Thursday 26 March 2009

G20 - Minding Your Manners At Table



It is alleged that the Credit Crunch really began with an AIG subsidiary hedge fund in Curzon Street, Mayfair, London, trying to pile it just too high. Mayfair, home to many different peoples in the past, is now the graveyard of the UK hedge fund industry. But as a district with a long history, there have been others in the past. Just along Park Lane is Hertford Street that has two blue plaques celebrating past lives.
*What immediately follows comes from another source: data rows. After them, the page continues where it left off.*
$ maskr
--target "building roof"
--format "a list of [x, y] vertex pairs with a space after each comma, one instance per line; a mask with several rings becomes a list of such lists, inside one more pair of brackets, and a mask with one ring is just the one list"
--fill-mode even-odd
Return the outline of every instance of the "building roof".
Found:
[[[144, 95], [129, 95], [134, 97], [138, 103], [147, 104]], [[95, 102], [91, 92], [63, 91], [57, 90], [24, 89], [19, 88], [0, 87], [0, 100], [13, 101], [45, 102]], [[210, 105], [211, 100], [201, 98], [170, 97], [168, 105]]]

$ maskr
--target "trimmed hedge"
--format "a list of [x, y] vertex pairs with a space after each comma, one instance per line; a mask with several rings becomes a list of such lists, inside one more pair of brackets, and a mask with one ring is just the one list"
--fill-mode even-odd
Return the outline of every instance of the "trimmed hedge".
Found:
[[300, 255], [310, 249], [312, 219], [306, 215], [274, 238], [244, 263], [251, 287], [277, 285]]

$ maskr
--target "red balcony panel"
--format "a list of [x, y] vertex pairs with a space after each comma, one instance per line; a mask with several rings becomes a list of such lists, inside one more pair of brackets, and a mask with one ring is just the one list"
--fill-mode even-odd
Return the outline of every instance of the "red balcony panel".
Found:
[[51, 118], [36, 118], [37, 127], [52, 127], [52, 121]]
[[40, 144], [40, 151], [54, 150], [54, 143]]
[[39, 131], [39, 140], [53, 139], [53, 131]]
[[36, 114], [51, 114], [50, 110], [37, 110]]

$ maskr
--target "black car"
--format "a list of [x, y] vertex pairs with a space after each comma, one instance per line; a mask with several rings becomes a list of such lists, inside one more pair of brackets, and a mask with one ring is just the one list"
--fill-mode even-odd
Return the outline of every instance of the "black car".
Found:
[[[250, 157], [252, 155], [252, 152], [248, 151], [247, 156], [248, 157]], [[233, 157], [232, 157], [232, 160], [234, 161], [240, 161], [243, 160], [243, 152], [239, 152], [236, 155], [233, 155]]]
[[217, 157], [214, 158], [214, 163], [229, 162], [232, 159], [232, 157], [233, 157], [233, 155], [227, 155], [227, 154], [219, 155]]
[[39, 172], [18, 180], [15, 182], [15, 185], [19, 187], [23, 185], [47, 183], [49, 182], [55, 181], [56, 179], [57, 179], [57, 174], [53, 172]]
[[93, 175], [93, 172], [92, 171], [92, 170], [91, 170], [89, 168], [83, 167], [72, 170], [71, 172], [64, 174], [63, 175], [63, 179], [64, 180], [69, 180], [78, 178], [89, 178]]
One is for the Irish dramatist, politician, and theatre owner, Richard Brinsley Sheridan, whose fortunes rose and fell even more dramatically than his theatre productions. At one stage, the duns had gained entry and removed his china and silver as security for his debts. Unluckily, he was shortly to hold a private dinner for a number of leading politicians of the time. So he agreed with his creditors that they would lend him back his own china and silver, and the condition he had to accept was that they appointed the waiters. So the men who served at table were a number of Bailiffs, suitably dressed and washed for the occasion.

Across the street from Sheridan is where a close connection with his family lived, Jeremy Sneyd, Private Secretary to Lord North, and effectively then head of the tiny Civil Service. Sneyd grew up on the same patch in Ireland as Arnold Nesbitt, MP a close relative and city speculator who was one of the dealers who provoked the Credit Crunch of 1772, the one that lost Britain the American Colonies when the taxes had to rise to cover government borrowing.

Perhaps the IMF should provide the crockery, the cutlery, and the waiting staff at the not quite celebratory dinners that the G20 are due to attend in London soon. Given that the other blue plaque on the street is for General John Burgoyne, I think that President Obama should insist that the Special of the Day has to be Boeuf a la Bourguigonne.